Altre reliquie — Nel corso dello stesso viaggio in Palestina Elena «ritrova» anche i chiodi della croce e la corona di spine. Ha così inizio la diffusione di queste reliquie, che si moltiplicano e si diffondono in tutto il mondo cristiano. Il frammento principale della Croce viene conservato a Gerusalemme; nel VII secolo viene prima trasportato in Persia dopo l’invasione della Palestina da parte di Cosroe II, poi ricondotto a Gerusalemme dai bizantini. All’epoca delle crociate viene portato in battaglia dai re cristiani, sia per incoraggiare i soldati, sia perché serva da amuleto; va perduto definitivamente con la battaglia di Hattin in Galilea (1187), dove i crociati vengono sconfitti da Saladino. Tuttavia i frammenti della croce sono ormai da tempo diffusi dappertutto, se già poco dopo il ritrovamento, verso il 340, Cirillo di Gerusalemme (circa 315-387) afferma che tali frammenti «riempiono il mondo intero». Dodici secoli dopo, Thomas Cromwell (circa 1485-1540), ministro del re d’Inghilterra Enrico VIII, viene a sapere che a Bury Saint Edmunds esistono «pezzi della Santa Croce sufficienti a fabbricarne una intera», mentre il riformatore Giovanni Calvino, nel suo Trattato sulle reliquie (1563), afferma che nemmeno trecento uomini avrebbero potuto trasportare la quantità di legno contenuta nelle tante reliquie della Vera Croce. Insomma, come è stato fatto notare, se tutti i frammenti esistenti nel mondo cristiano fossero stati messi assieme, si sarebbe potuto costruire non una croce ma un bastimento. Se la cosa ci fa sorridere, non dobbiamo dimenticare che, dopo la caduta del Muro di Berlino nel 1989, i frammenti del manufatto si sono moltiplicati al punto che oggi, se messi assieme, costruirebbero un muro da Berlino ad Amburgo.
Titulus crucis — Anche gli «accessori» della Croce ebbero fortuna e si diffusero nei paesi cristiani. Ancora oggi, nella chiesa di Santa Croce in Gerusalemme, a Roma, sono conservati il titulus crucis con parte dell’iscrizione in latino e greco, un chiodo della croce, due spine della corona di Gesù, un po’ di terra del Santo Sepolcro macchiata del sangue di Cristo, nonché la trave orizzontale della croce del ladrone pentito e perfino il dito indice di San Tommaso (con cui avrebbe toccato le piaghe di Gesù). Del titulus crucis esistevano in passato almeno altre due copie, conservate a Parigi e a Tolosa. La reliquia romana è stata di recente analizzata da Francesco Bella e Carlo Azzi, del dipartimento di fisica dell’Università di Roma Tre, che tramite la datazione col metodo del radiocarbonio hanno stabilito per il manufatto un’età di 1020 anni, più o meno 30 anni.
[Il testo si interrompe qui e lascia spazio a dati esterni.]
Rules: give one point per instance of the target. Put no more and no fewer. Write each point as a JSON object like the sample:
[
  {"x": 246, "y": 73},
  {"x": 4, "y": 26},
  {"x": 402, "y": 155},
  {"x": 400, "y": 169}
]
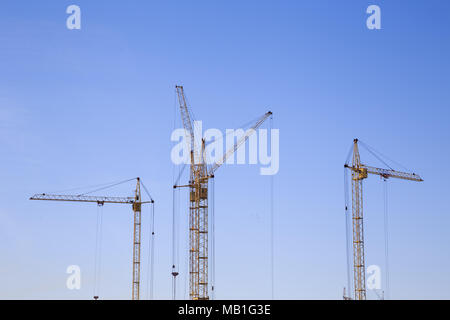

Corona di spine — Per quanto riguarda la corona di spine, si sa che era venerata a Costantinopoli dal VI secolo; dopo la conquista della città da parte dei crociati nel 1204 e il successivo saccheggio, le spine furono donate a chiese di tutta Europa. Questo celebre saccheggio, un evento piuttosto vergognoso per il mondo cristiano, in cui i crociati anziché attaccare gli «infedeli» se la presero con altri cristiani, ebbe l’esito di depredare Costantinopoli delle principali reliquie, che inondarono l’Europa. Però nel giro di appena tre anni vennero nuovamente fabbricate e «ritrovate», tornando al loro posto. Così, pochi decenni più tardi, l’imperatore bizantino Baldovino II Porfirogenito (1217-1273) riuscì a vendere a caro prezzo al re Luigi IX di Francia (1214-1270, in seguito proclamato santo) tutta una serie di altre reliquie, per custodire le quali il sovrano fece costruire a Parigi la Sainte-Chapelle: si trattava della corona di spine, o meglio di una fascia da lutto con alcune di tali spine, e inoltre della veste di porpora che i soldati avevano gettato per derisione sulle spalle di Gesù (l’episodio è narrato in Giovanni 19, 2), della spugna con cui gli avevano inumidito le labbra quando era sulla croce, di un frammento della lancia che gli aveva trafitto il costato, e di un brandello del sudario.